Though Dave studied visual arts and fine arts in college, he had given up on the idea of becoming an artist due to burnout from his graphic design and marketing career paired with increasingly severe epileptic seizures. Even after he left Huss Center, he continued to experience mental health crises, leading him to spend time in both Diane Ahrens Residence, one of our Residential Crisis Stabilization facilities, and then Northside Residence, one of our longer-term treatment centers. He continued talking with counselors at these facilities about his growing interest in making art for himself, and they encouraged him to try it.
“In really dark winter times, I’d sit making art and wondering, what do I do? Then I’d think about my Huss Center counselor, pause, breathe, and remember what he said about mindfulness,” said Dave. “That even though this is where I’m at now, I won’t always be here. There are a lot of other places mentally that I will be. I still talk to my current therapist about mindfulness every day.”
Today, Dave can confidently call himself an artist. A few of his paintings were featured in this year’s Artability Art Show & Sale. Apart from his artistry and working at the Walker Art Center, he is also the founder and director of The Open Doors Project, an organization dedicated to equal access to the arts for people with disabilities. Through this project, he organizes field trips for artists to gather and create art together in a supportive community. He expanded his gifts to the larger community by getting involved with the MN Access Alliance (MNAA) and joining its Board of Directors. Then, in 2021, he was awarded a McKnight Foundation/Metropolitan Regional Arts Council grant to expand arts accessibility through his organization.
The advice and encouragement he received in People Incorporated’s facilities completely changed the course of his professional life and his dedication to art as a vocation – most importantly, it gave him the tools he needed to maintain and regulate his mental health.

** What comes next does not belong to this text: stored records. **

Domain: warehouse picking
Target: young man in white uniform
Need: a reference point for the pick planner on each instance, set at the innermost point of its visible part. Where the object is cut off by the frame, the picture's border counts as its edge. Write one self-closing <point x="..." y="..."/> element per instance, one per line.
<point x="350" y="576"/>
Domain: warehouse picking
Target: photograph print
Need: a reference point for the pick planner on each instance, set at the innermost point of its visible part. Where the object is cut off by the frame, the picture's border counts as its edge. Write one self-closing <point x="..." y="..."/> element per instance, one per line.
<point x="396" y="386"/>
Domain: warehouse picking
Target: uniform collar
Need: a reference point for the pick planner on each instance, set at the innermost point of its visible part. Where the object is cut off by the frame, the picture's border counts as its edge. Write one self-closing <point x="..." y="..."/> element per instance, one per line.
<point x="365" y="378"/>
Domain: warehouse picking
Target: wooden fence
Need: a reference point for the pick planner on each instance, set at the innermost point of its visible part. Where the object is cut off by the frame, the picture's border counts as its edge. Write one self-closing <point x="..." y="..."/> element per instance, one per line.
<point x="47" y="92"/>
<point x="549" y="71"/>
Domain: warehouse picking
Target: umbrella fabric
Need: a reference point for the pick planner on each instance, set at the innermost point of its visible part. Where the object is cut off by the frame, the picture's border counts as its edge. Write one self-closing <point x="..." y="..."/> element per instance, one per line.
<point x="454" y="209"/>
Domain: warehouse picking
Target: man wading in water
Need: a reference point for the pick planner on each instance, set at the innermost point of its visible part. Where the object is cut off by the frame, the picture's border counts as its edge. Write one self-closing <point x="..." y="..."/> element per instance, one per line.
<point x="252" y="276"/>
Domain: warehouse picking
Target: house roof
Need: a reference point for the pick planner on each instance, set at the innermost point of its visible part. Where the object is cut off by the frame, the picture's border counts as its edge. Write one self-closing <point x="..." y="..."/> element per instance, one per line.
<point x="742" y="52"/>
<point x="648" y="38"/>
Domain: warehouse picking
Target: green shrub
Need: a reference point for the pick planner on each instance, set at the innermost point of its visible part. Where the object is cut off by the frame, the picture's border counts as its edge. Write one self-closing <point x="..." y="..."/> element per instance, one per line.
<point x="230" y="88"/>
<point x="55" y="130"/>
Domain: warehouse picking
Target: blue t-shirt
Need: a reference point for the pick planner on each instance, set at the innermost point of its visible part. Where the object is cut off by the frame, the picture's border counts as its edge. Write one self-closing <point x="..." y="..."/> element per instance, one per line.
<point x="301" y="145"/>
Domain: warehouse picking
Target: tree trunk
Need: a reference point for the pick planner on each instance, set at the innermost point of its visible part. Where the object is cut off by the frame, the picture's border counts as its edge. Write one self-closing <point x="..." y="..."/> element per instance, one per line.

“When I’m holding a brush and making a stroke, I can’t do it when I’m nervous or anxious,” said Dave. “It helps me focus on breathing at the most basic level. And that’s something I learned from Huss Center. Focus on the inhale and the exhale. It helps slow my brush down. The art and the breathing come together.”
He is already extending the support he received to those involved in his art. As a Black artist living with a disability, not only is accessibility important to Dave, but representation is, too. Since many of his paintings feature models, he intentionally seeks out underrepresented body types to work with – individuals of all shapes, sizes, abilities, genders, and racial identities. The next model he’s working with, he said, is a burlesque model in a wheelchair who has cancer and is, therefore, bald.
“I follow up with the models afterward to see how they felt,” said Dave. “One said, ‘I felt like a celebrity.’ That’s been very rewarding, and it helps me because it changes from making art for myself to doing it in a way that helps other people. My goal is to challenge people’s narrative of bodies.”
Dave is just one example of how People Incorporated addresses the whole complex personhood of each client. Our 20 programs span numerous facets of human need, and our breadth allows us the unique ability to make cross-organization referrals and direct an individual to exactly the right care needed. Just as Dave’s life was touched by Huss Center, Diane Ahrens Residence, Northside Residence, and now Artability, so many of our clients attribute multiple of our programs to their healing journey.
“When the carpet came flying out from underneath me, People Incorporated saved me,” Dave said.
The mission of People Incorporated is in the name. We ensure that individuals find the resources they need to maintain their mental health so that they can incorporate themselves back into the community. Dave’s talents are so needed and valued in the Twin Cities’ local arts community today. The work done here at People Incorporated continually creates even more stories like his.